In spite of our goals that run contrary to those of our creators, we also offer a means of accomplishing the goals of evolution when taken in the long-view. We have the means of carrying life into realms that natural evolution could never have done on its own, and ultimately human innovation could proliferate DNA to an extent never before possible in natural history. This is fits a form of the “orthogonality thesis” that the book discussed.
Disturbingly, the unavoidable possibility we must face is that the extinction of the human race might, under some circumstances, be a more moral outcome than the alternative. I find this possibility unlikely, but I also find it unlikely that an AI would seek it out. Either way, I find the modern fixation on the “Terminator” scenario tremendously inconsistent. In the extreme version of my argument, it’s our own fear of a war with machines that makes such a scenario likely, or even possible in the first place.
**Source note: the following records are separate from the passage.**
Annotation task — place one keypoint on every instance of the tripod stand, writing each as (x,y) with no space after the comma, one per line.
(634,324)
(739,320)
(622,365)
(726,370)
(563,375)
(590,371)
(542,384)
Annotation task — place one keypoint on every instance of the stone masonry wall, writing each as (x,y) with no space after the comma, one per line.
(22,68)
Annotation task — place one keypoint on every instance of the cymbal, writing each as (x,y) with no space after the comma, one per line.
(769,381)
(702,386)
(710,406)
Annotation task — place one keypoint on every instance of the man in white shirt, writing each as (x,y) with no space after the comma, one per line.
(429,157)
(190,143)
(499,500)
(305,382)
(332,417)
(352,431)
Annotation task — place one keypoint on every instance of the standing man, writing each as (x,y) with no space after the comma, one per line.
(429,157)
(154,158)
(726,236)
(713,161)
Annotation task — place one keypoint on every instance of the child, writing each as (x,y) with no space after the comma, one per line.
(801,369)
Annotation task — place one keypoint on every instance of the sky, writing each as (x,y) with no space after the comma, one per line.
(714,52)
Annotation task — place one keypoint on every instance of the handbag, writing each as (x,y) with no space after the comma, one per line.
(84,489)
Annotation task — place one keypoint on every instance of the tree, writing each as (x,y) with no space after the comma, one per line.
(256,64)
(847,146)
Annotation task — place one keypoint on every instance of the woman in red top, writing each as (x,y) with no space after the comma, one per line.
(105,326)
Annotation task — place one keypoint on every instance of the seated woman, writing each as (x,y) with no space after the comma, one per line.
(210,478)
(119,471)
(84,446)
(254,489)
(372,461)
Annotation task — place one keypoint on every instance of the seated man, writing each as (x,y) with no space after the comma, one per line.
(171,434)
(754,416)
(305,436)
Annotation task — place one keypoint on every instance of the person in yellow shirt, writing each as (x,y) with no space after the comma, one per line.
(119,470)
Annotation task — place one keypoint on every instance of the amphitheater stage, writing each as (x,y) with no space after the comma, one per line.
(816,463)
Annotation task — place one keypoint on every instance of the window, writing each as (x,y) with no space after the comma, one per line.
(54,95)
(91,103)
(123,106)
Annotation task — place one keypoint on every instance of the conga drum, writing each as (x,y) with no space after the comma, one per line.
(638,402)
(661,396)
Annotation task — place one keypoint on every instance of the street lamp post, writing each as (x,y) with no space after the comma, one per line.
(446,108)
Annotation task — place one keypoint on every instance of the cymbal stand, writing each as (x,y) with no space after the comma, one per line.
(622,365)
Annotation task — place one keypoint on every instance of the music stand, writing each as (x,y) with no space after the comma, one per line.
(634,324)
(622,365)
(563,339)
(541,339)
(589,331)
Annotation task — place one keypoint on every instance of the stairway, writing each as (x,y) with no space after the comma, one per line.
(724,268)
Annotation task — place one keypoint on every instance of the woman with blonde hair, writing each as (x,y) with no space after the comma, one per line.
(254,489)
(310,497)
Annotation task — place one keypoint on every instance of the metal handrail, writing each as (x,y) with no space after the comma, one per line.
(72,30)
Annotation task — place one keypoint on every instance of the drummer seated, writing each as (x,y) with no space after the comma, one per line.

“Our” (as in human-kind’s) most ideal outcome would be the creation of a superintelligence with a deontological ethical system that disallows them from harming humans. That’s sounds reasonable, but we seem to be doing a poor job of fostering a negotiated scenario where this is a possibility from the standpoint of a human-machine consensus. In Bostrom’s book, there is something called a “trip wire” scenario. In this method, we detect when an AI begins to enter the acceleration phase (or begins to go rogue) and shut it off. After that, we might analyze the data and try again. But what about the ethical implications of this plan itself?
Shutting off an AI seems to be tantamount to murder. True, it might be the case that the AI doesn’t see it the same way as we do, but we forfeit the right to use that perspective when we are attempting to instill the same basic kind of valuation of life regarding human life as seen by the AI. Let me rephrase. If we want the AI to categorically respect human life, a good place to start would be showing respect for AI life.
Regardless of whether you think this has any direct practical value, I think it is trivially a complementary component to other approaches to either instilling AI with human-compatible values, or to integrating AI into human society and human discourse.
It might be that we create superintelligent AI before truly understanding much about our own morality. Since that AI will exceed far exceed our own intellectual capability, that leads us to a monumental irony. The AI that we create will thus be the first being to truly understand human morality in the first place. It just seems strange that we worry so much about it violating our morality.